Wednesday, November 17, 2010

Is It Offensive or Funny to Lisa Landry?

OK. This is going to take some setting up. Because the one person I'm worried about offending with this needs a LOT of background. The rest of you who will see this on FB, know the way life is in the west, and will know what I'm talking about. But many might not get the slight, cultural inference that makes it funny in the rest of the country.

My friend, Lisa is converting to Jewish from Catholic for her husband. Which is more than my wife did for me (when we got married, Deb was/is a Mormon. I was a Presbyterian). Now? Neither one of us so much. I don't believe in any of it, and she's not been to church for ages.

But what I want to know, is where is the line of making fun, and causing grief, or really stepping on some toes. OK, here goes.

Living in Utah, you know that you have to run the gas out of your lawnmower every fall. If you don't, the stuff that's left, will leave a varnish on your carburetor. This will prevent it from starting in the spring. You do the same thing every spring with your snow blower.

Tonight, I took the, "turkey baister" I keep in the shed (oh, I see a HILLBILLY JOKE in THERE somewhere!) and after mowing the lawn to pick up the leaves the LAST time for this year, took all the gas I could get, searching every nook and cranny of the mowers gas tank, and put it into the gas can to use in the snow blower. Then, figuring the mower would run less than a minute, turned it on to run the gas out of the carburetor.

It ran for the entire hour and a half that my son and one of his friends and I were bagging leaves.

I don't claim to be a religious scholar.

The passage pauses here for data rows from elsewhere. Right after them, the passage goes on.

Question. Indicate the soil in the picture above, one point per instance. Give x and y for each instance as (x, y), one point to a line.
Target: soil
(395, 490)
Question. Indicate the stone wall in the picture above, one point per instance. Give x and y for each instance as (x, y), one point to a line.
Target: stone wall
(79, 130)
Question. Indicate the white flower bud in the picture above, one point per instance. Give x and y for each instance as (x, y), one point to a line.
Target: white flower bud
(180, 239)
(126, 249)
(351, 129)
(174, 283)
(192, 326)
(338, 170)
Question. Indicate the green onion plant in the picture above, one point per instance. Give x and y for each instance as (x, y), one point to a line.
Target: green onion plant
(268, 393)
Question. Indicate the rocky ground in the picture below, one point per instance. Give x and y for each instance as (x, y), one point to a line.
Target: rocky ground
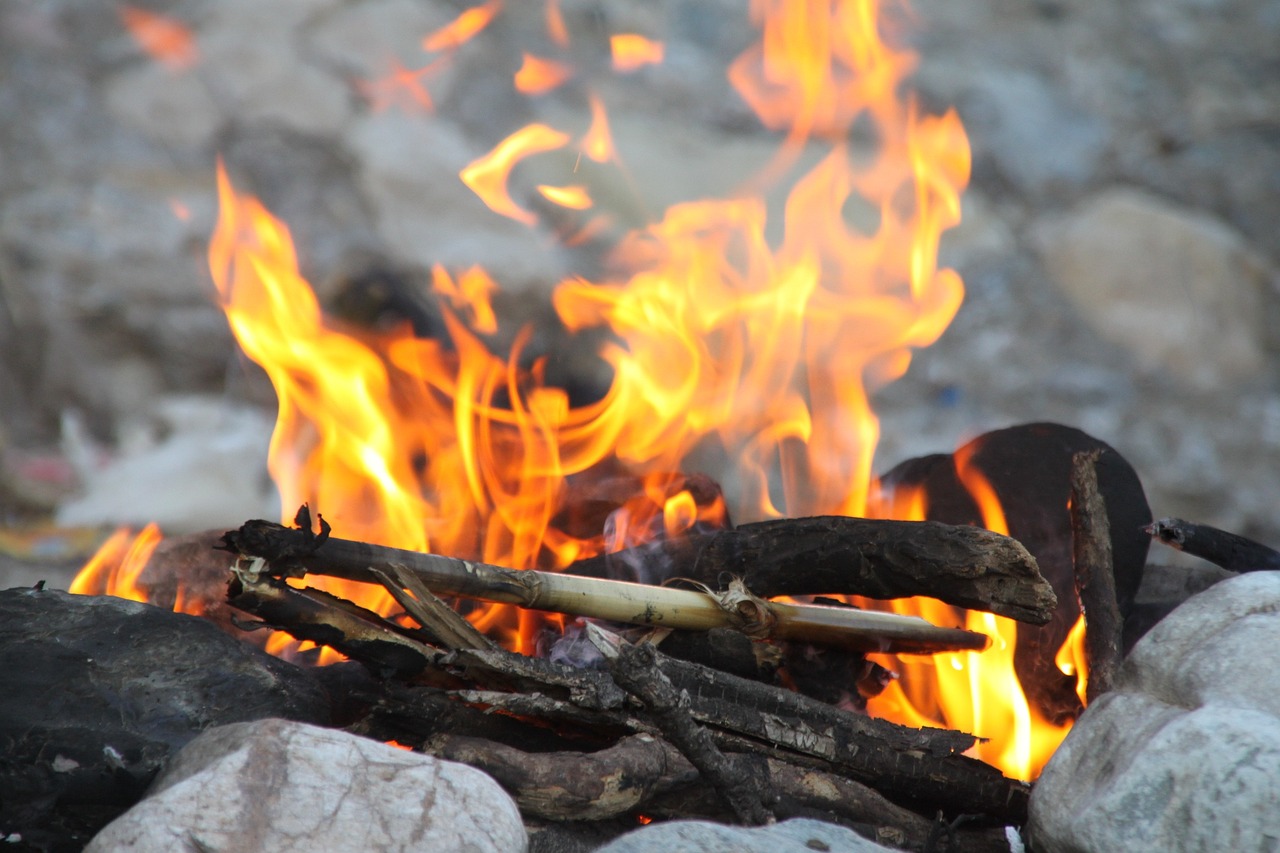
(1118, 243)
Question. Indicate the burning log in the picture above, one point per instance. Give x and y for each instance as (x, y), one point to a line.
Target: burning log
(644, 772)
(965, 566)
(297, 551)
(1226, 550)
(635, 669)
(1095, 575)
(915, 767)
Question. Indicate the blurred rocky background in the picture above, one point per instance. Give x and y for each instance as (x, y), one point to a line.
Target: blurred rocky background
(1119, 243)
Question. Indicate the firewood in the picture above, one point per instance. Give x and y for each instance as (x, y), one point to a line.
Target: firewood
(643, 772)
(635, 669)
(965, 566)
(1226, 550)
(1095, 576)
(328, 620)
(575, 785)
(295, 552)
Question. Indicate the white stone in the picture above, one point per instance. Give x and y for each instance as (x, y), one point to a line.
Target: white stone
(1184, 753)
(173, 108)
(295, 788)
(428, 215)
(362, 39)
(1179, 288)
(208, 468)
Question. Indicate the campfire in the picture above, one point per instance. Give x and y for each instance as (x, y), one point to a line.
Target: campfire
(549, 559)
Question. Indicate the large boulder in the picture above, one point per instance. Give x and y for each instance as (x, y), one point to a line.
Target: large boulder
(99, 692)
(1184, 753)
(293, 788)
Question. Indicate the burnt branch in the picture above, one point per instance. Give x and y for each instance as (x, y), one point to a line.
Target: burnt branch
(635, 669)
(295, 552)
(1226, 550)
(961, 565)
(1095, 576)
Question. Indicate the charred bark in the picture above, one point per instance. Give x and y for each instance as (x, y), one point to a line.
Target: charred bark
(1095, 576)
(833, 555)
(1226, 550)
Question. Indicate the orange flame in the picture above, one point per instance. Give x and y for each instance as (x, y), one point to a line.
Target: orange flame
(574, 197)
(539, 76)
(401, 86)
(164, 40)
(488, 176)
(726, 338)
(631, 51)
(968, 690)
(119, 561)
(597, 144)
(462, 28)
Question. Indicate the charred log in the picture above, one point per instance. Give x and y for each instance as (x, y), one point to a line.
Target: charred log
(1095, 576)
(295, 552)
(1029, 469)
(635, 669)
(960, 565)
(1226, 550)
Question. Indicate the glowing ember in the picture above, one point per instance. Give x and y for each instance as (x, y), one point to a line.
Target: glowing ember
(631, 51)
(462, 28)
(117, 565)
(401, 87)
(722, 340)
(540, 76)
(163, 39)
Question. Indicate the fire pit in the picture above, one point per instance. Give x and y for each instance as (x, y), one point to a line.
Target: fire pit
(740, 337)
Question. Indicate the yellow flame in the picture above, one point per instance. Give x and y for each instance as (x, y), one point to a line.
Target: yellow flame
(632, 51)
(538, 76)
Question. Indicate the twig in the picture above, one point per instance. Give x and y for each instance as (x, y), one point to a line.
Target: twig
(961, 565)
(1095, 576)
(635, 669)
(1226, 550)
(438, 619)
(327, 620)
(295, 552)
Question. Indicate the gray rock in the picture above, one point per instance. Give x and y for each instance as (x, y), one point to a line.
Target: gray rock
(798, 835)
(286, 787)
(97, 692)
(1162, 281)
(1184, 755)
(201, 464)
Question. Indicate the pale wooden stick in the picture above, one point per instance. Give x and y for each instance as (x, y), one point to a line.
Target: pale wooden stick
(298, 551)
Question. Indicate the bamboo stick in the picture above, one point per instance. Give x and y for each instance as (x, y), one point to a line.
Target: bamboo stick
(288, 551)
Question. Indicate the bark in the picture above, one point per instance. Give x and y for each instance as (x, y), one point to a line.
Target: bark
(635, 669)
(295, 552)
(833, 555)
(1226, 550)
(1095, 576)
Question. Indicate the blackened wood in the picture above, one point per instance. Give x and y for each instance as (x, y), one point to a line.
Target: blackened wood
(1229, 551)
(1029, 468)
(446, 625)
(589, 689)
(727, 651)
(295, 552)
(574, 785)
(327, 620)
(1095, 576)
(96, 693)
(910, 766)
(645, 774)
(635, 669)
(835, 555)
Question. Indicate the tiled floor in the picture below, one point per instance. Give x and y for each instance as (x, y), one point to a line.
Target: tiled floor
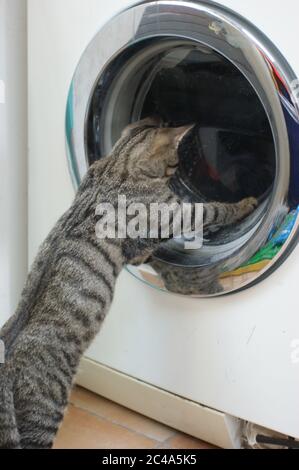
(92, 422)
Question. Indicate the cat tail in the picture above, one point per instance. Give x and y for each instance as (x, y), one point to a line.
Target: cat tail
(9, 434)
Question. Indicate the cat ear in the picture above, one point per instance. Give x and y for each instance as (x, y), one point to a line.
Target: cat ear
(178, 133)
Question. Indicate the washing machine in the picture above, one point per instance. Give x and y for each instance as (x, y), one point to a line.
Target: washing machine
(207, 340)
(13, 154)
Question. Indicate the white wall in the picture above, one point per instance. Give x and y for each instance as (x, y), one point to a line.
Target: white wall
(13, 153)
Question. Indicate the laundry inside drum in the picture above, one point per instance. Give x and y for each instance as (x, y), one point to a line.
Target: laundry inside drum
(229, 155)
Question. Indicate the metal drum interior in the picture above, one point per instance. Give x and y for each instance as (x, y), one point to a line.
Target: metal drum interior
(212, 73)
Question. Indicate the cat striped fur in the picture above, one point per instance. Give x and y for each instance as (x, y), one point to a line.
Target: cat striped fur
(71, 284)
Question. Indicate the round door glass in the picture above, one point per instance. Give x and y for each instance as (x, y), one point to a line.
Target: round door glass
(245, 126)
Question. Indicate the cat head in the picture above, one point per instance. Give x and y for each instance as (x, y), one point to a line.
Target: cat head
(152, 149)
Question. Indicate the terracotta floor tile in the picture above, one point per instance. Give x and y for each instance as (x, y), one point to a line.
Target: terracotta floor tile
(106, 409)
(183, 441)
(81, 430)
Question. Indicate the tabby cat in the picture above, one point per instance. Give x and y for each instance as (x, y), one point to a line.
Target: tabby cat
(71, 284)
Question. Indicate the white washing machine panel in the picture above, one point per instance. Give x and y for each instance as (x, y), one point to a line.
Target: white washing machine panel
(235, 353)
(199, 62)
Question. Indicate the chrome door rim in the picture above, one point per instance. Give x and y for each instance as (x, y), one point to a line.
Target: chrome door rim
(234, 38)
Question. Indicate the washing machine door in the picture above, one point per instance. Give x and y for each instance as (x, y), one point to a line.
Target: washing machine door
(199, 62)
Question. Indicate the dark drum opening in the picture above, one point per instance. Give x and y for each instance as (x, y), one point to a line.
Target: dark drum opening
(229, 155)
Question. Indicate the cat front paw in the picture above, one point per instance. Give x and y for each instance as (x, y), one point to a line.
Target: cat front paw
(247, 206)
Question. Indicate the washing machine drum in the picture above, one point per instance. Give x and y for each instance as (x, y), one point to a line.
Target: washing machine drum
(199, 62)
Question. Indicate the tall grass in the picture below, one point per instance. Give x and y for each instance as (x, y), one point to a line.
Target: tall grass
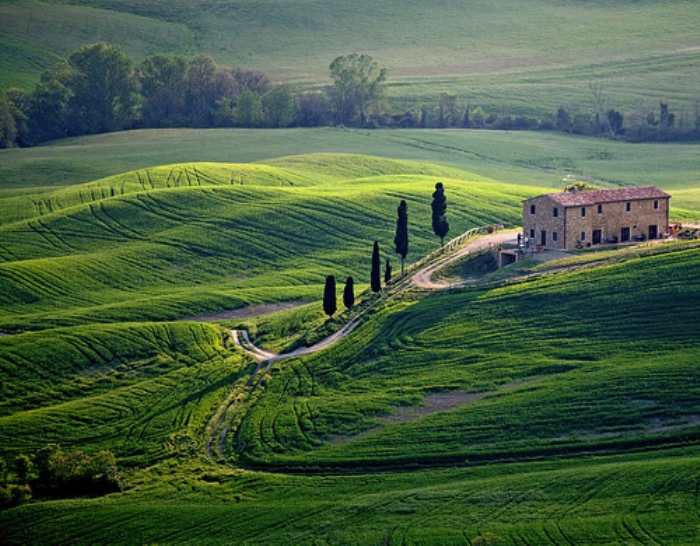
(527, 56)
(577, 362)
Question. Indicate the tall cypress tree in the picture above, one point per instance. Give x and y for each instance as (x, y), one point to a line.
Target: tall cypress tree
(375, 278)
(439, 206)
(349, 293)
(401, 239)
(330, 305)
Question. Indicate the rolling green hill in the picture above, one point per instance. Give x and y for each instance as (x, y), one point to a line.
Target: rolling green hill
(527, 56)
(533, 159)
(560, 409)
(187, 240)
(582, 362)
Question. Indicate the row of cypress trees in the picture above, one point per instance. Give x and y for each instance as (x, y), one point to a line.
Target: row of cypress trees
(440, 227)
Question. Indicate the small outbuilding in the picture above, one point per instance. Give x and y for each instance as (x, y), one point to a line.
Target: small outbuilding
(577, 219)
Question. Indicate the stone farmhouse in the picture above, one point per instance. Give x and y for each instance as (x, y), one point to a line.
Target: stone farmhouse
(578, 219)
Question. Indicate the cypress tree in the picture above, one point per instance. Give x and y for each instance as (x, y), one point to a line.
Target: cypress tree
(375, 278)
(330, 305)
(401, 239)
(349, 293)
(439, 206)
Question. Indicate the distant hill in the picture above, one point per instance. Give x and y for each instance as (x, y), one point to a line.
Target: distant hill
(526, 55)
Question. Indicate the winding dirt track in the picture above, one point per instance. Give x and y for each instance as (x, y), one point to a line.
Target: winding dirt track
(230, 410)
(420, 279)
(423, 278)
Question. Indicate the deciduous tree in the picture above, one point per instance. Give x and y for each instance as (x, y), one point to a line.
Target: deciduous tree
(330, 305)
(375, 277)
(162, 83)
(103, 89)
(358, 83)
(349, 293)
(280, 106)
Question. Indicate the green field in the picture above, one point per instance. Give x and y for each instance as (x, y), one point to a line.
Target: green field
(557, 410)
(193, 239)
(493, 54)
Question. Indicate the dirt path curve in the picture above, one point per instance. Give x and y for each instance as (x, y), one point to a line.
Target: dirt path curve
(423, 277)
(234, 405)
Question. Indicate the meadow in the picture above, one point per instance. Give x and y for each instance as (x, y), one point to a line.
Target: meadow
(560, 410)
(490, 54)
(195, 239)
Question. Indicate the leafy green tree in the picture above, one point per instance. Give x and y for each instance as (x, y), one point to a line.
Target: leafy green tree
(248, 111)
(375, 275)
(349, 293)
(330, 305)
(280, 106)
(448, 110)
(23, 467)
(439, 206)
(161, 80)
(10, 117)
(401, 238)
(200, 90)
(615, 122)
(359, 84)
(103, 89)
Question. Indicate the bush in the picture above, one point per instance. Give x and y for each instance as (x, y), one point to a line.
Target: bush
(75, 473)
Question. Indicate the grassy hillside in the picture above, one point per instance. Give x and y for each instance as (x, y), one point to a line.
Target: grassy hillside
(600, 375)
(189, 240)
(581, 362)
(529, 55)
(558, 410)
(595, 501)
(533, 159)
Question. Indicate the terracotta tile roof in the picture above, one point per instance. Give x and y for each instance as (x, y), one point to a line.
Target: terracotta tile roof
(594, 197)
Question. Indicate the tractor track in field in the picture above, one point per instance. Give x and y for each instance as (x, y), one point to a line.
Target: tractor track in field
(228, 412)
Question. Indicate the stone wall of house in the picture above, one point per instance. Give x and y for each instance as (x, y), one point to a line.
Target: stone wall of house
(571, 228)
(544, 220)
(611, 220)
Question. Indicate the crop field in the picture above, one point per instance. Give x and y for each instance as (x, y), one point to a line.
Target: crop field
(557, 410)
(493, 54)
(513, 363)
(534, 159)
(189, 240)
(603, 501)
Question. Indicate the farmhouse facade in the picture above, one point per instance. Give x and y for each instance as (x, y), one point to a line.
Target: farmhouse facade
(578, 219)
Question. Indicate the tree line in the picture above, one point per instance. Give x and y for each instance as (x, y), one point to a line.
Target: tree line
(55, 473)
(440, 227)
(99, 89)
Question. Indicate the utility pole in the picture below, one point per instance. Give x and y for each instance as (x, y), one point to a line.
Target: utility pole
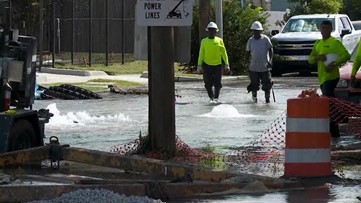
(204, 10)
(219, 18)
(41, 31)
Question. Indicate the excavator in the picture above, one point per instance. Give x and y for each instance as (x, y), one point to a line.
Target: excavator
(21, 127)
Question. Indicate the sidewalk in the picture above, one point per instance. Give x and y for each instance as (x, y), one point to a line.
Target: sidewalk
(48, 76)
(53, 75)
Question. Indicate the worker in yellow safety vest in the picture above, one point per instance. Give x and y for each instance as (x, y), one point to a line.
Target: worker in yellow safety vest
(329, 53)
(211, 54)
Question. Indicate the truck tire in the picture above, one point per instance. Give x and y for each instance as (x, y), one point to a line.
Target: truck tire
(22, 136)
(276, 72)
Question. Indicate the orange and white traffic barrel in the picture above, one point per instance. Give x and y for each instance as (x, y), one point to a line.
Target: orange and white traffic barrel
(308, 139)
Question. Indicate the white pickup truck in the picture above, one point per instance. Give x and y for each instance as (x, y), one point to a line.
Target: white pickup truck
(294, 43)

Hell, it took me three tries to SPELL, "Scholar". But I know a little about a lot.

And my first thought was, "Hanuka". A celebration, coming up next month, of having only one nights fuel for your lamp, and getting 8 days. That was a miracle. Eight days of light!

As a sociologist, I think THAT'S what I was thinking. But...

Being a smart ass, suburban, westerner, I also thought, "I have a Hanuka Lawnmower! I gave it one minute of fuel and it ran for 80. Is this a miracle? Living here in Utah, I have no one to ask. All the kids I went to school with who were named, Leavitt, were Mormons!"

Now, is that sacrilege, or just a funny? I mean no offense. I'm just drawing cultural references that being in Utah? Might be too far apart.

Please, comment. I need to know where the line is.

I kidded, Lisa about, "Kosher/Cajun food" I know she can take a joke. But does the, Haunuka joke cross the line?

1 comment:

  1. Forgott to say that the part about all the kids I went school in Utah with named Leavitt WERE actually Mormons. THAT was not a joke. You'd have to be from Utah to get that.